West Australian Artist
Antipodean Encounters: Western Australian Artists & Taiwanese Culture

Antipodean Encounters: Western Australian Artists and Taiwanese Culture was curated by Ashley Yihsin Chang and was the culmination of multiple meetings between a group of Taiwanese women who have immigrated to Perth and a group of Perth artists. The project aimed to foster a deeper understanding and friendship between the Taiwanese community and the artist community. Over the course of one year, artist workshops, cultural exchange activities, talks, and casual afternoon teas were held. The two communities mingled and conversed.

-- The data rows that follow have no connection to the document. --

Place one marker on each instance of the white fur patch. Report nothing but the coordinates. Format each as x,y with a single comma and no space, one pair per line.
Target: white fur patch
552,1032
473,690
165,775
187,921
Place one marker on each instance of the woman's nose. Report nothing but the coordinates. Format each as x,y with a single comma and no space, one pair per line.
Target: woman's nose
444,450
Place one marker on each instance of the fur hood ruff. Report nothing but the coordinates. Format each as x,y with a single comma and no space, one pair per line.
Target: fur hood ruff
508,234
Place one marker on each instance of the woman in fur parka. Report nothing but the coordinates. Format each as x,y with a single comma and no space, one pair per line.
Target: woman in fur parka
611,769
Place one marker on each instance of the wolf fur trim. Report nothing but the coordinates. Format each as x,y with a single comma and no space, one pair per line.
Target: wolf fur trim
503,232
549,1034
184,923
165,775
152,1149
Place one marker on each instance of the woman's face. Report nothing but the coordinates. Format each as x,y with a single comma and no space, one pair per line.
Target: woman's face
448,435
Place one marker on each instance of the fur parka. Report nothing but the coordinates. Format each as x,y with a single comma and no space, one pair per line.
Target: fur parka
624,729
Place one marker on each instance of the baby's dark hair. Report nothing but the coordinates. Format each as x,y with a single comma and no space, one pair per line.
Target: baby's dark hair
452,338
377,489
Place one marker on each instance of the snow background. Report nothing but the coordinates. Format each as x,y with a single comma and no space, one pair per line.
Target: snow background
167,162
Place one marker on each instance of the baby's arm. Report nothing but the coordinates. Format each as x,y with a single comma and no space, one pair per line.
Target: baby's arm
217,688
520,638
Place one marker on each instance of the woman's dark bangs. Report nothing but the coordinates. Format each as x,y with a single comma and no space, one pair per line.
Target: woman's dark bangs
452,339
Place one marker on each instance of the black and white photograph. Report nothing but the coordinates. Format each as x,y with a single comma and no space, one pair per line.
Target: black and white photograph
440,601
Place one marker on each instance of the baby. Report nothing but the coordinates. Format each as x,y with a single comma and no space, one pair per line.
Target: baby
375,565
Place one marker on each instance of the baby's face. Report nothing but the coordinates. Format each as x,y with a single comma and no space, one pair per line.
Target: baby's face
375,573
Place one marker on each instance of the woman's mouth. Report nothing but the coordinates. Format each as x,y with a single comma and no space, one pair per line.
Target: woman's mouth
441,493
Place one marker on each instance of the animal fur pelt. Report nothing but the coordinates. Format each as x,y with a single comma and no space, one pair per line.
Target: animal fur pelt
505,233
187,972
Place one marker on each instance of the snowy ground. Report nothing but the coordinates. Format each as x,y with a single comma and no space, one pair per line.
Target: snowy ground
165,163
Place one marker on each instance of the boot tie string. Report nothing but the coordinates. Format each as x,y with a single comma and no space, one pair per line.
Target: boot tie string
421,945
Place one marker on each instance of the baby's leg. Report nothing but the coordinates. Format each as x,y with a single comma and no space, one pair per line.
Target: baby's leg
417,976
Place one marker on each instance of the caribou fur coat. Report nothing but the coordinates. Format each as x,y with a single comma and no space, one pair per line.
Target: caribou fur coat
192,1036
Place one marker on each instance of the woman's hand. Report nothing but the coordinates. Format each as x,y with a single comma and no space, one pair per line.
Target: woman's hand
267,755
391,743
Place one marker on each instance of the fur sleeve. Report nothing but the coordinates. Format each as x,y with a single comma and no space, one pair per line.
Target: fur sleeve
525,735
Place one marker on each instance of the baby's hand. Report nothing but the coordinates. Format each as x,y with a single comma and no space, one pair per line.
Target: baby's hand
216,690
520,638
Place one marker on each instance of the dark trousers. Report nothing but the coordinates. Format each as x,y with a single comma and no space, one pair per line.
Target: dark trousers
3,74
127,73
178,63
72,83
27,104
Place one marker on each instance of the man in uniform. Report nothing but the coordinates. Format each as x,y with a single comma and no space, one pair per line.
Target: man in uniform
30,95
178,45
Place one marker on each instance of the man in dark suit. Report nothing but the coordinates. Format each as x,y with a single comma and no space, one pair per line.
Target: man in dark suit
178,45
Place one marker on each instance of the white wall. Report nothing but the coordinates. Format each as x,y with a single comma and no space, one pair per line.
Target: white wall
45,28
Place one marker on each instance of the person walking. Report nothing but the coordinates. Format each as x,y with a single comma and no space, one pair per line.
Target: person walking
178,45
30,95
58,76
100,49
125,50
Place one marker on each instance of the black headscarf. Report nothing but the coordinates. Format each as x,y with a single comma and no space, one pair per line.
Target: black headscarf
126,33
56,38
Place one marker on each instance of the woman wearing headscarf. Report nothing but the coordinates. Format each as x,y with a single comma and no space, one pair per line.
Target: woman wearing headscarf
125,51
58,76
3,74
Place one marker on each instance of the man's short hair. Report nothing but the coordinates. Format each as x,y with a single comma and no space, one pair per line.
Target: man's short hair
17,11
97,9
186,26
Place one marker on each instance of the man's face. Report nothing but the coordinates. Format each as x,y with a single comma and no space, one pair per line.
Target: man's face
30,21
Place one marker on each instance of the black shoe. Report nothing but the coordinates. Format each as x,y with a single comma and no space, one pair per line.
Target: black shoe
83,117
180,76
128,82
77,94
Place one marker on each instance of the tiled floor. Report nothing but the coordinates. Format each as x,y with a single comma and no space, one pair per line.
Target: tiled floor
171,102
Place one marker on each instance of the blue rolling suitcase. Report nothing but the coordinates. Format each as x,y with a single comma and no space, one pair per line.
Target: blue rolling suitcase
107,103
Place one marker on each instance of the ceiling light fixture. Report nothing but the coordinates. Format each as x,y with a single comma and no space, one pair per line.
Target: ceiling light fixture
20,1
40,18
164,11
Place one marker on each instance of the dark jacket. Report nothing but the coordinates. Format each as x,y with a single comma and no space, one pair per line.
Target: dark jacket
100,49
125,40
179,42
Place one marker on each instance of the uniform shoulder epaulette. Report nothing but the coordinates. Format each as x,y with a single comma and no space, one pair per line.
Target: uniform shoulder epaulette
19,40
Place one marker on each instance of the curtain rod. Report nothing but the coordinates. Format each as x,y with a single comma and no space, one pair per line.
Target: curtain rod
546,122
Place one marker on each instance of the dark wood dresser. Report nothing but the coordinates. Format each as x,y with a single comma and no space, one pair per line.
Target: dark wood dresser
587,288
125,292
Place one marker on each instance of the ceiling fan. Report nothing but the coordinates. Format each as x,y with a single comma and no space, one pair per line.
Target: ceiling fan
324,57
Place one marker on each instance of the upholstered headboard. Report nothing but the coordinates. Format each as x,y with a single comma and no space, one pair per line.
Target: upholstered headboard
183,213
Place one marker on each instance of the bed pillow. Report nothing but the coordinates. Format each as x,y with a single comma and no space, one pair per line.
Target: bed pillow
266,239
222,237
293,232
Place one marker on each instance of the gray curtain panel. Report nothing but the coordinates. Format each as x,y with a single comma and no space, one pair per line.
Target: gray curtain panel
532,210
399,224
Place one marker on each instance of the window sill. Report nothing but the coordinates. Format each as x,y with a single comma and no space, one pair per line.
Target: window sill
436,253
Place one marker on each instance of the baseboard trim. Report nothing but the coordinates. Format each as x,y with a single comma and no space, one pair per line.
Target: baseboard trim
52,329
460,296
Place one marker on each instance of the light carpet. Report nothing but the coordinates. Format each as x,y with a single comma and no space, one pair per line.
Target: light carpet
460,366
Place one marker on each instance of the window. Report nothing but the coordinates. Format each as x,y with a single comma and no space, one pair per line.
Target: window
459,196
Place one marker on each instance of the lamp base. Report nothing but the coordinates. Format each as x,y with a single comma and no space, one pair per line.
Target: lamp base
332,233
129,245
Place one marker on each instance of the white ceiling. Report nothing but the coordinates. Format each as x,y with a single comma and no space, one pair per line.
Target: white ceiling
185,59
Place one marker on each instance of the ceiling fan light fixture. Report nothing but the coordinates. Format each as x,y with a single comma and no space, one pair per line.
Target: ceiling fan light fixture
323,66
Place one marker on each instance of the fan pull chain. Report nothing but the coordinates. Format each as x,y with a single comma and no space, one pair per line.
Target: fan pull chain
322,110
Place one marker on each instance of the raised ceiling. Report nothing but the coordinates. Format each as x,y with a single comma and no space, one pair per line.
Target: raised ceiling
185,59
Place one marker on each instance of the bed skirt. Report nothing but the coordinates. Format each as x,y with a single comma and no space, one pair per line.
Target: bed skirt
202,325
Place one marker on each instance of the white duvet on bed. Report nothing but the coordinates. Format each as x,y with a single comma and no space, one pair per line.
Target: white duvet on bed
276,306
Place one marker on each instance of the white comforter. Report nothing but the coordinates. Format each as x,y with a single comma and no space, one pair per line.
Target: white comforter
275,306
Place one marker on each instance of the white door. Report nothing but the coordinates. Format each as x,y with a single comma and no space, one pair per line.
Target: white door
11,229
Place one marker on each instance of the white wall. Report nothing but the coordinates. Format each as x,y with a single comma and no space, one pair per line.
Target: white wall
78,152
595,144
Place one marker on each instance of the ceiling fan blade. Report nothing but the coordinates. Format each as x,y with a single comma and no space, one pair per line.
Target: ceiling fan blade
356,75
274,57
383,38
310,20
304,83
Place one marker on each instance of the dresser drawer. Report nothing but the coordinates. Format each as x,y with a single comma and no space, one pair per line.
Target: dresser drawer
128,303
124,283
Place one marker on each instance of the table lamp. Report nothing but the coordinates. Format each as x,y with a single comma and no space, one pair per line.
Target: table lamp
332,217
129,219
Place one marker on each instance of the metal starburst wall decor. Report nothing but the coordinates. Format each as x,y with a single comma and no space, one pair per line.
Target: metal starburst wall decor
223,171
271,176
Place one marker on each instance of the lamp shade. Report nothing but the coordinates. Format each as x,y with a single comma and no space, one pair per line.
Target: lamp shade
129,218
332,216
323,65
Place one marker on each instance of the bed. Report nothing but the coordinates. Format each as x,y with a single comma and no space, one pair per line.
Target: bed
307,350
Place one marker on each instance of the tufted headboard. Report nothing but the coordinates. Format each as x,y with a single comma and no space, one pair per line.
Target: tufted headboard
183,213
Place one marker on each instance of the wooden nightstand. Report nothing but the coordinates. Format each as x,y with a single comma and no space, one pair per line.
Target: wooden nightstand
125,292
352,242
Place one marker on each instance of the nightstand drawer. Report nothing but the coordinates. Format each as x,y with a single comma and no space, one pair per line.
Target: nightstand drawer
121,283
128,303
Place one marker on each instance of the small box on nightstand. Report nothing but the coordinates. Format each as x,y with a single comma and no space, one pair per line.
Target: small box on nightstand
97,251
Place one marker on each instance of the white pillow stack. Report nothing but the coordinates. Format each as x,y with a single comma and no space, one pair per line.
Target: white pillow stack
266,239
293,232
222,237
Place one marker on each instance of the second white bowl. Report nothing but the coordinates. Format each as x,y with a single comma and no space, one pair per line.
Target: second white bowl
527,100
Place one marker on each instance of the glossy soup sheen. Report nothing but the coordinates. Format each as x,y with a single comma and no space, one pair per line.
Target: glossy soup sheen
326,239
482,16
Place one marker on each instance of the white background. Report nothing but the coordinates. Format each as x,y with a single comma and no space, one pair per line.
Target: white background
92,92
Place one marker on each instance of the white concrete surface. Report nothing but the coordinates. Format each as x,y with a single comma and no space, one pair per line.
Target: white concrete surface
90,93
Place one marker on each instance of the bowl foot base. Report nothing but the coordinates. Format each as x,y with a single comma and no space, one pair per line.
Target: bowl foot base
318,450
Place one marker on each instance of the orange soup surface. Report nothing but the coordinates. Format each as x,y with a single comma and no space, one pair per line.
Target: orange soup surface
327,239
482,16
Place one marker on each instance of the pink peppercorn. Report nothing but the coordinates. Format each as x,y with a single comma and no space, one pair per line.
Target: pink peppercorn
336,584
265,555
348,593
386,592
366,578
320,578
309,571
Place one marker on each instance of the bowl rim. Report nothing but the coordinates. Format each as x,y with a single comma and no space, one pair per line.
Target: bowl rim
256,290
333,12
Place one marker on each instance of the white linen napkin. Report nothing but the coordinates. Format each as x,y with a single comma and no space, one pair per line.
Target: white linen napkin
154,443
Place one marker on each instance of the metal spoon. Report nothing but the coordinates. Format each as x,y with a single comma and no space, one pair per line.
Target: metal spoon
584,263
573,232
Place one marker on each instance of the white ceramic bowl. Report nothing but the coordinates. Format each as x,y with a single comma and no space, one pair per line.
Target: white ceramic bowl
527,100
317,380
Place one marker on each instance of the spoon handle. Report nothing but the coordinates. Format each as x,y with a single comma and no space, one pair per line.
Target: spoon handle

At the afternoon tea sessions, the Taiwanese women each spoke about a personal and culturally significant object that they had brought with them from Taiwan. The artists and Taiwanese woman were paired together, and in response to the stories that were told, the artists made an artwork. The resulting artworks were exhibited at Midland Junction Arts Centre and included photography, painting, installation, textiles, and ceramics.

Banksia Bush Walk Illumination

Banksias are in bloom everywhere at the moment. I love the strangeness of the flowers and leaves.The flowers are interesting and fun to look at in all their different shapes, colours, and stages of growth. There are many unique plants and flowers in WA, and the Banksia Woodland is the main expanse of vegetation in the Perth area. If I were to migrate away from WA, I'd miss the unique plants here.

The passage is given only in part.